The third thing you should get is a pulse oximeter. That's the device that fits over your finger and measures your heart rate and oxygen level.

You can find the devices either at a pharmacy or online for between about $20 to $40 each.

And while you're shopping, buy a box fan. It'll come in handy if you get diagnosed with the coronavirus and are isolating.

Put the fan in the window to push the inside air out. Then close the vents to limit air circulation. You should also invest in a portable air cleaner.

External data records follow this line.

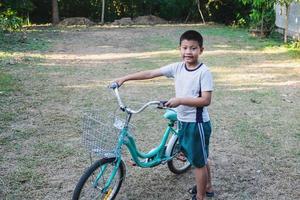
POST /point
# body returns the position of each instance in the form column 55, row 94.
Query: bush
column 9, row 21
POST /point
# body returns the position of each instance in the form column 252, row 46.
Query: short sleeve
column 169, row 70
column 206, row 81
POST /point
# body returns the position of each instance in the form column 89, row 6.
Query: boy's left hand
column 173, row 102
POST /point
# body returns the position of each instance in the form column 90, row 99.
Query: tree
column 286, row 4
column 55, row 14
column 262, row 14
column 199, row 9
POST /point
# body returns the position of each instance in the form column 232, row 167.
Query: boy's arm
column 204, row 100
column 139, row 76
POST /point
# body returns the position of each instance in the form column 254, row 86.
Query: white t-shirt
column 190, row 83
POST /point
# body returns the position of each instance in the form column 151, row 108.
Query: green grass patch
column 22, row 41
column 7, row 83
column 53, row 151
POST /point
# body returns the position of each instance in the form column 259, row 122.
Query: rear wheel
column 87, row 188
column 179, row 164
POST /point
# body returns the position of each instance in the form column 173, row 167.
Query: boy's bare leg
column 209, row 184
column 201, row 181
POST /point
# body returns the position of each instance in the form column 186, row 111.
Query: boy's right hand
column 119, row 81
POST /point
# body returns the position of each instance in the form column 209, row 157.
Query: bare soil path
column 255, row 113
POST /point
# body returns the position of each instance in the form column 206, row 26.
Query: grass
column 255, row 108
column 7, row 83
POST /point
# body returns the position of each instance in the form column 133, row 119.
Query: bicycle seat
column 171, row 115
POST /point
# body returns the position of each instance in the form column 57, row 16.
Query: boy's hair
column 192, row 35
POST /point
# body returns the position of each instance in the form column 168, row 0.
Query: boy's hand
column 120, row 81
column 172, row 103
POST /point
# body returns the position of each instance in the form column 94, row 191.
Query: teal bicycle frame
column 154, row 157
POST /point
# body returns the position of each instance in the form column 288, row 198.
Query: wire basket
column 101, row 132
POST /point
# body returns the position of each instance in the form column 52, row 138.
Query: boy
column 193, row 86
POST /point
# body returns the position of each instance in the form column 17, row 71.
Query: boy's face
column 190, row 51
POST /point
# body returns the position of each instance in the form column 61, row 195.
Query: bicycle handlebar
column 115, row 87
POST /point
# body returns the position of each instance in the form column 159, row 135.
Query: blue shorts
column 194, row 140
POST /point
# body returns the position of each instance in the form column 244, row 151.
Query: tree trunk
column 199, row 9
column 286, row 28
column 103, row 10
column 55, row 14
column 262, row 24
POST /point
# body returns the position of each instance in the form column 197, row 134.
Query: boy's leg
column 209, row 184
column 201, row 181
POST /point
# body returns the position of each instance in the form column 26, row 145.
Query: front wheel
column 179, row 164
column 92, row 182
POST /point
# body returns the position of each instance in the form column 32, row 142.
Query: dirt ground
column 255, row 114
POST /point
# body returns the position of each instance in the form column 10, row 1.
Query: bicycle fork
column 106, row 189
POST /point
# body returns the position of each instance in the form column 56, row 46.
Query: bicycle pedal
column 131, row 163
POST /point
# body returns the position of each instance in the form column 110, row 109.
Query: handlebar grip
column 162, row 104
column 114, row 85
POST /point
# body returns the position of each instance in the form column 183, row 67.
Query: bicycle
column 103, row 179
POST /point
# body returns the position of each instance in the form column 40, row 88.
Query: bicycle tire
column 91, row 172
column 175, row 149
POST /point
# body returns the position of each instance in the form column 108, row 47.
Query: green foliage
column 9, row 21
column 229, row 12
column 262, row 14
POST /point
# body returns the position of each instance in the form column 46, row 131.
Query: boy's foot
column 193, row 191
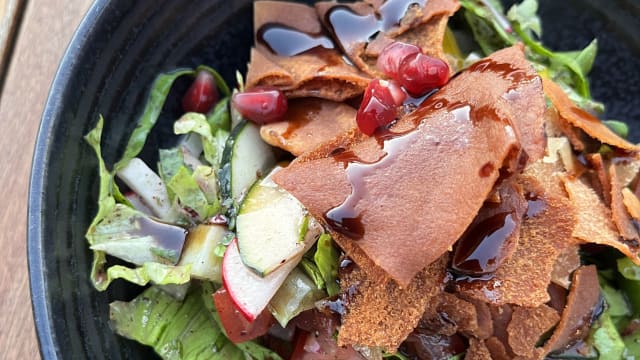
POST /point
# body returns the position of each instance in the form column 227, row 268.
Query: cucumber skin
column 224, row 174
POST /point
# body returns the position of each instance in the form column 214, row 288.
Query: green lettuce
column 213, row 144
column 132, row 236
column 157, row 97
column 106, row 203
column 493, row 31
column 176, row 330
column 187, row 190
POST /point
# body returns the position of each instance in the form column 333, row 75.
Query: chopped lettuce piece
column 606, row 338
column 150, row 272
column 191, row 197
column 219, row 118
column 297, row 294
column 213, row 144
column 526, row 14
column 327, row 257
column 130, row 235
column 632, row 344
column 620, row 128
column 157, row 97
column 106, row 203
column 492, row 31
column 311, row 269
column 175, row 329
column 628, row 269
column 170, row 161
column 207, row 180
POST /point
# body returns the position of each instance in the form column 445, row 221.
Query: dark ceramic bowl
column 114, row 56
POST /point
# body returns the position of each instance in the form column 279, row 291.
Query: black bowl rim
column 50, row 117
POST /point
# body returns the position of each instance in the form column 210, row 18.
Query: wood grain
column 10, row 11
column 46, row 28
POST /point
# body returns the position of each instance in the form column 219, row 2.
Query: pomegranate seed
column 261, row 105
column 378, row 107
column 420, row 73
column 392, row 56
column 201, row 95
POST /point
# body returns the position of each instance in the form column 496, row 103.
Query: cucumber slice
column 272, row 227
column 245, row 159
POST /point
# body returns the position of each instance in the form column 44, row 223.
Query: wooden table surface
column 41, row 33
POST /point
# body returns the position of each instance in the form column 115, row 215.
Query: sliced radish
column 251, row 293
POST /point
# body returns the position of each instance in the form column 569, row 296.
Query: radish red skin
column 237, row 327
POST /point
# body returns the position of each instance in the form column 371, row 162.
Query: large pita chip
column 414, row 198
column 594, row 224
column 524, row 277
column 379, row 313
column 309, row 123
column 316, row 72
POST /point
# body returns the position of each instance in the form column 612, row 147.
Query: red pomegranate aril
column 392, row 56
column 420, row 73
column 261, row 105
column 378, row 107
column 201, row 95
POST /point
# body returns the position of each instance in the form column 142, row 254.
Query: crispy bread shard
column 576, row 117
column 309, row 123
column 379, row 313
column 544, row 234
column 418, row 201
column 317, row 72
column 423, row 26
column 582, row 302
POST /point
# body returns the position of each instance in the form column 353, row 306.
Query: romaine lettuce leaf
column 170, row 161
column 297, row 294
column 157, row 97
column 106, row 203
column 132, row 236
column 606, row 338
column 493, row 31
column 213, row 143
column 176, row 330
column 150, row 272
column 190, row 195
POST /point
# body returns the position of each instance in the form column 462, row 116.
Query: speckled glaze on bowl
column 114, row 56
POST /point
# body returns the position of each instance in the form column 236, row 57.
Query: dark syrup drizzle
column 285, row 41
column 350, row 28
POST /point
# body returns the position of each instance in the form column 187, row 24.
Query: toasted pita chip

That is one of the first items PSU biology professor Dr. Ken Stedman purchased during the pandemic.

"That's something we're not turning on now, but again, if somebody in the house were to diagnosed, we would make sure that was on in the room they were isolating in," he said.

But the most important thing you can do, according to health experts, is to pay attention to your own body.     

If you feel like you have the sniffles or a sore throat or anything that feels like even a small cold, you should take it seriously.

"Especially given that we've been social distancing and wearing masks the probability those cold symptoms could be coronavirus is high," Vanderlip said.